A reasonable inference to be drawn based on defendant’s July 1991 taped statement is that the crime was in fact committed by King on the “spur of the moment” without any prior intent of defendant to participate or knowing assistance or active encouragement by defendant. Therefore, I find defendant’s July 1991 taped statement an insufficient basis to support defendant’s conviction as an aider and abettor. Accordingly, I would reverse and remand with directions that defendant be discharged.

. An earlier statement taken on November 15, 1990, two days after the crime, was suppressed because defendant did not receive his Miranda warnings and appeared to be under the influence of narcotics at the time. In fact, investigating authorities did not continue questioning defendant at that time because of defendant's mental state. Defendant was not questioned again until eight months later, in July 1991, one month after King was arrested for the murder.
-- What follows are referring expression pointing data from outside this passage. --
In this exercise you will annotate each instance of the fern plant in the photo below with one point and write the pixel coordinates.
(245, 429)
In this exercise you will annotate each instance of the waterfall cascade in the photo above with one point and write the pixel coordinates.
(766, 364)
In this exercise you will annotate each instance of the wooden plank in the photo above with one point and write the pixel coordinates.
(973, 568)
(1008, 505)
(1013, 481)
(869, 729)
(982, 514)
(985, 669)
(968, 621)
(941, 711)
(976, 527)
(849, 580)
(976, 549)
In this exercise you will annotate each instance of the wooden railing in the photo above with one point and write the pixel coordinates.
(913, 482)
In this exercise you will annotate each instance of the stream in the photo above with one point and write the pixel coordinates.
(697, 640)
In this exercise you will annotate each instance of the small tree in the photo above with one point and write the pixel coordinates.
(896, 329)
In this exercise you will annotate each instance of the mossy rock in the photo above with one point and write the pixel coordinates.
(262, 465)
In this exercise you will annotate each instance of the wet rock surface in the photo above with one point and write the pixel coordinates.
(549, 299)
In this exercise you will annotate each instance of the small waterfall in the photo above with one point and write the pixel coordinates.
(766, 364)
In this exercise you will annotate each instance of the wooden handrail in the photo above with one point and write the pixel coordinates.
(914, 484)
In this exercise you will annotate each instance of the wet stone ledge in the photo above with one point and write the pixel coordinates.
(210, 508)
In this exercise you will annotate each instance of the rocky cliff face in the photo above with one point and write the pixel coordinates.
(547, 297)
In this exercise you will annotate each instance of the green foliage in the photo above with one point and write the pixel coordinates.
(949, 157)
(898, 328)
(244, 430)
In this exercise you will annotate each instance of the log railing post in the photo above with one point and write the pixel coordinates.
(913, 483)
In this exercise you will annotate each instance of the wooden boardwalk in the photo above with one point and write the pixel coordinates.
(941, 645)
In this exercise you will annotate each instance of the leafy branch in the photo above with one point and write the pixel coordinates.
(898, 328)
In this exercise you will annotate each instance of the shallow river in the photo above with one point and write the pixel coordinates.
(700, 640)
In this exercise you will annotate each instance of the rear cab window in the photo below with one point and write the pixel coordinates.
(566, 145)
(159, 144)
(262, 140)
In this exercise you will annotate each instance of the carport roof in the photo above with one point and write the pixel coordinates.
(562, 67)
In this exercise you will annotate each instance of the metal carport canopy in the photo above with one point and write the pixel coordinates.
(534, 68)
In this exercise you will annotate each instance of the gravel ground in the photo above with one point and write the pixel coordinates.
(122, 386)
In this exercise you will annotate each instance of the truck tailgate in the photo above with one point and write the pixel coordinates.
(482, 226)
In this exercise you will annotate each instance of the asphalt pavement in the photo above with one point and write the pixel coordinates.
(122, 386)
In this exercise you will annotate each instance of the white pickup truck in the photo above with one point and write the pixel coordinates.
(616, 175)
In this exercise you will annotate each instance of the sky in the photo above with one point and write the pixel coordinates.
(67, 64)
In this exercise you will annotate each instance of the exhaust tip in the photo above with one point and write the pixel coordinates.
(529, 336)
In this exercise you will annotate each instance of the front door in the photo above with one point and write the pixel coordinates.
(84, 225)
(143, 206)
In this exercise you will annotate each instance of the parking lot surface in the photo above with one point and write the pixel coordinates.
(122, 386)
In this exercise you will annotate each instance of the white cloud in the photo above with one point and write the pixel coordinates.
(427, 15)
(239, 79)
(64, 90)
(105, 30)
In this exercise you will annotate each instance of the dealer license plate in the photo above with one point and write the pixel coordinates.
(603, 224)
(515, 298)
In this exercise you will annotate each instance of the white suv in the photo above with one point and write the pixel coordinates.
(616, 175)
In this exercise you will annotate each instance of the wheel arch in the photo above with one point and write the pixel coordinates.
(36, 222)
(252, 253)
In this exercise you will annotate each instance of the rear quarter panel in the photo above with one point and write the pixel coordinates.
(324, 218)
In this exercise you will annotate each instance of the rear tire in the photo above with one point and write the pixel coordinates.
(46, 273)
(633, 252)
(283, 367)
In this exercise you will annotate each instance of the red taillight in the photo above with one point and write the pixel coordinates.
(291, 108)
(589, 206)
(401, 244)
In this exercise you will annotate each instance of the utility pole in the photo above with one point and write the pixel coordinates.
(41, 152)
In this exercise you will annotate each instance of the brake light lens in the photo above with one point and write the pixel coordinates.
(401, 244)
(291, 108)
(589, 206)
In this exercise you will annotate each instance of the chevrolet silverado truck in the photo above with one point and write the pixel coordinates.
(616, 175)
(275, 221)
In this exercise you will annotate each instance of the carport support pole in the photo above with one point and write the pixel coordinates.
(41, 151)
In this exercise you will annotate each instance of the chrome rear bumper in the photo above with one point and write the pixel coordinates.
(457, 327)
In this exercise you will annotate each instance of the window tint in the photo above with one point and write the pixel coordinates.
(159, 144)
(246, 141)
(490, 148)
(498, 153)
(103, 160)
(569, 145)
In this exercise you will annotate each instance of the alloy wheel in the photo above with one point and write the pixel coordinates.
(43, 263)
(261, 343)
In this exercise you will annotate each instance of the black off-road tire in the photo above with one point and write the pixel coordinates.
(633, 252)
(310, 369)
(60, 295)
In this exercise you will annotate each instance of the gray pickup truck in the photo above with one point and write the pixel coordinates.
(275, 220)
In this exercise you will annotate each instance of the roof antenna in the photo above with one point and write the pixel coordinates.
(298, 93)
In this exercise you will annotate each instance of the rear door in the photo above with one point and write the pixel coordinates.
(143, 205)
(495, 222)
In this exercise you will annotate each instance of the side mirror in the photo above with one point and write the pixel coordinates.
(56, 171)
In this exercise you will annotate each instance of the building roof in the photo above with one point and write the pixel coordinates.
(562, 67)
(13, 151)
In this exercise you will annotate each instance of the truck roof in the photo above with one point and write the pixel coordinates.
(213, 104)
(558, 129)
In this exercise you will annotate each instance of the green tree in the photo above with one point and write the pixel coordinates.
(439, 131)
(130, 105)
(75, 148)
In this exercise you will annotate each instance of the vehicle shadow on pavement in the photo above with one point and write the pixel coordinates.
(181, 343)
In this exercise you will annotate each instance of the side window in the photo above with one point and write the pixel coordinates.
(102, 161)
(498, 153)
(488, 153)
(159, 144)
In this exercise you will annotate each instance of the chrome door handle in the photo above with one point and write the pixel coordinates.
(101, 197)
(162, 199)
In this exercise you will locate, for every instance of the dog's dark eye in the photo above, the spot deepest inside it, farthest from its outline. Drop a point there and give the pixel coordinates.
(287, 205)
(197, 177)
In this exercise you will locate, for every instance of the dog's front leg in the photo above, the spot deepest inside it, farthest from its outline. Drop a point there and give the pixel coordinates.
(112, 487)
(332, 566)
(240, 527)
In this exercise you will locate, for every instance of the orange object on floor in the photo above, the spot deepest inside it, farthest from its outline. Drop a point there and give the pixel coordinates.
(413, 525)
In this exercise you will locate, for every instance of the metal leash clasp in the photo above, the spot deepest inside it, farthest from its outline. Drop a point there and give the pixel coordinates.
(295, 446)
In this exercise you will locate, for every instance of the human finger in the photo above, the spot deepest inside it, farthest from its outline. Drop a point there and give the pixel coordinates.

. Defendant alternatively claims that the statement of July 1991 should also have been suppressed because the statement did not show, by a preponderance of evidence, that it was voluntarily given due to defendant’s age, IQ and the psychological coercion from the November 15, 1990 statement, which had been suppressed, but which was used during the questioning in July. He also claims that he was not competent to voluntarily waive his Miranda rights as a result of his low IQ and mental status. Lastly, he claims that the fact that his legs were shackled during questioning added to the coercive aspect of the statement. I have serious doubts about the voluntariness of this statement given the totality of the circumstances. See Tennell v. State, 348 So.2d 937 (Fla. 2d DCA 1977); but see Bonifay v. State, 626 So.2d 1310 (Fla.1993).

.A psychologist testified at the suppression hearing that defendant had a "passive compliant personality" and that it would therefore be possible to "twist words and get [defendant] to agree to anything." She testified similarly at trial. The fact that defendant evidently agreed to two seemingly conflicting questions bears this out.

. Part of the defense at trial was not only that defendant did not give the statement voluntarily and that defendant was innocent of the shooting, but that the clerk at the Circle K had earlier implicated another person in the shooting. The defense also alleged that the Broward County Sheriff's Office was under great pressure to solve the murder pointing, for example, to the fact that during the early morning hours following the shooting, between 75 and 100 employees of the Broward County Sheriffs Office had been on the scene.






Lead Opinion

PER CURIAM.

AFFIRMED.

GUNTHER and SHAHOOD, JJ., concur. PARIENTE, J., dissents with opinion.